Cosa sono i fichi d'india
Con il termine fico d'India (scritto anche come un'unica parola, ficodindia) s'intende sia la pianta appartenente alla specie delle cactacee che il frutto generato dalla stessa. Il nome scientifico della pianta è Opuntia ficus-indica. Originaria del Messico e commerciata già ai tempi degli Aztechi, si è poi diffusa in tutto il bacino del Mediterraneo e nelle zone temperate di America, Africa, Asia e Oceania.
I fichi d'India si chiamano così perché furono portati nel Vecchio Continente da Cristoforo Colombo. Era il 1943. Il celebre navigatore approdato nelle Americhe, credeva di esser sbarcato invece sulle coste dell'India. Quando portò questi frutti, che gli Aztechi chiamavano nopali, alla corte reale furono soprannominati fichi d'India.

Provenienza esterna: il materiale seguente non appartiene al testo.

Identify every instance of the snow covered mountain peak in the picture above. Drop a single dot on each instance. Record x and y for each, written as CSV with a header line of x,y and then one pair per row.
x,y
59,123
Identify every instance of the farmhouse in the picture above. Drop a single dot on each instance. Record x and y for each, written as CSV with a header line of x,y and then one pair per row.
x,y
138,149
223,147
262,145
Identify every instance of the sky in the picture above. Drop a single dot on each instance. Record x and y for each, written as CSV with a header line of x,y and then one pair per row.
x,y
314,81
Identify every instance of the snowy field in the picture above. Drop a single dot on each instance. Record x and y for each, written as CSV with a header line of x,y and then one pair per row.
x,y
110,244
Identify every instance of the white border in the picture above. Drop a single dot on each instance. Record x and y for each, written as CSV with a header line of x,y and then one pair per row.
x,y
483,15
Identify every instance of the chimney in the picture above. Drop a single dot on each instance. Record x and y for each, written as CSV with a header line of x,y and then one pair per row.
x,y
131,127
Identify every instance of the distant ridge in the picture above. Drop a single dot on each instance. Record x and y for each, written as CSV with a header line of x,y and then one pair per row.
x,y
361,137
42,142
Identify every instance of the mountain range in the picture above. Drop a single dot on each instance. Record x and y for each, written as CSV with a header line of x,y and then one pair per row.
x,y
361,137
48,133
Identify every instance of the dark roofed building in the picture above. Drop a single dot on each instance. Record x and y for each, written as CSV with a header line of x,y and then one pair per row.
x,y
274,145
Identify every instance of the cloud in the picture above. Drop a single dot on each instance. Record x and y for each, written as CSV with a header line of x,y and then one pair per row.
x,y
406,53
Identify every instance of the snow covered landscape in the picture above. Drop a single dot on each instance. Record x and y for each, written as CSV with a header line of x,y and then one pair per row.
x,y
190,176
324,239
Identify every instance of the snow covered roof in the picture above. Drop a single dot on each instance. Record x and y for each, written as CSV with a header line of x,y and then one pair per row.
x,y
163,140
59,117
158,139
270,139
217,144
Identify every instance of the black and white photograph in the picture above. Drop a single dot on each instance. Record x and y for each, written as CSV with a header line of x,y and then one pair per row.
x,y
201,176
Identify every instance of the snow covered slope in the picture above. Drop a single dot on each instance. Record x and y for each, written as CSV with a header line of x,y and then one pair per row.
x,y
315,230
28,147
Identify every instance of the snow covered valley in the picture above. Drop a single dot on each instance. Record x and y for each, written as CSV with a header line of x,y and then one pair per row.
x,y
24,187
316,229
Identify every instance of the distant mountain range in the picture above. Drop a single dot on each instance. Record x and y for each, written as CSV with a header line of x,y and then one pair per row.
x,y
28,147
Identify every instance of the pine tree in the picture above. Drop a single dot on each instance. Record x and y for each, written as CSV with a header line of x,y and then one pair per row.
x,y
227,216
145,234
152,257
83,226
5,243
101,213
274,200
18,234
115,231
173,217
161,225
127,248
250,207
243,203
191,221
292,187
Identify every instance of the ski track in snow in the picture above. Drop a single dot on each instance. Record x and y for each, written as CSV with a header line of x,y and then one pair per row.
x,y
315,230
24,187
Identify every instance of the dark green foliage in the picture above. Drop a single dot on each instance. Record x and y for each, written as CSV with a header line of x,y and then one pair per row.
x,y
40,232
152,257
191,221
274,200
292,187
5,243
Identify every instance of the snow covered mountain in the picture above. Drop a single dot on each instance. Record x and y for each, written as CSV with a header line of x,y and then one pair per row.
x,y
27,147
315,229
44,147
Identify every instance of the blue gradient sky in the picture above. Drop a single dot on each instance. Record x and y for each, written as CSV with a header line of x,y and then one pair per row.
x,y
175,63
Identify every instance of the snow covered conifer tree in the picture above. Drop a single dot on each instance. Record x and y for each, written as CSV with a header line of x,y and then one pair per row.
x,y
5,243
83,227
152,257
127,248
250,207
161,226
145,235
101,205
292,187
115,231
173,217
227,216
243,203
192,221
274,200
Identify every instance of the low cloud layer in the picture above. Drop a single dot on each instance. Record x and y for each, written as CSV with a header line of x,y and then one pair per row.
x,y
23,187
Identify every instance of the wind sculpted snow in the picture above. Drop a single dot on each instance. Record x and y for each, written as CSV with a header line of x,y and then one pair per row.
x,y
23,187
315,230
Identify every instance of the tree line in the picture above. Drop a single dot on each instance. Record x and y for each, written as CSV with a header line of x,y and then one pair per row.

La pianta del fico d'India è composta da pale, fusti modificati dalla forma appiattita e ovale, della lunghezza di circa 30-40 cm, che le assicurano la fotosintesi e la riserva d'acqua. Le foglie di questa pianta hanno invece una forma conica e sono lunghe appena qualche millimetro. Sulle pale nascono dapprima i fiori che lasciano poi il posto a una bacca carnosa con numerosi semi (fino a 300 per unità): il fico d'India frutto.
Il peso di questo frutto può variare da 150 a 400 grammi. Il colore del fico varia a seconda delle varietà: è giallo-arancione se appartiene alla sulfarina, rosso porpora nella varietà sanguigna, mentre è bianco se appartiene alla muscaredda. A seconda del periodo in cui nascono, varia anche la forma. I primi fichi d'India sono tondeggianti, quelli più tardivi hanno una forma allungata e peduncolata.
Non tutti sanno che le parti commestibili del fico d'India pianta sono in realtà tre: le pale (che possono essere cucinate come una comune verdura), i petali dei fiori (che possono essere mescolati con gli ingredienti di un'insalata), e i frutti. Le pale hanno più o meno la stessa consistenza delle taccole, basta tagliarle a listarelle e bollirle fino a che non si ammorbidiscono. Possono essere però consumate anche grigliate.
Tra le varietà preservate dal marchio DOP c'è il Fico d'india di San Cono. Questa varietà cresce nei comuni di San Cono e San Michele di Ganzaria in provincia di Catania; a Piazza Armerina in provincia di Enna e a Mazzarino in provincia di Caltanissetta. Vengono ricavati dalle cultivar Surfarina o Nostrale, Sanguigna, Muscaredda o Sciannarina. Si tratta di una varietà il cui frutto ha grandi dimensioni, un alto contenuto zuccherino e un acceso colore di buccia e polpa.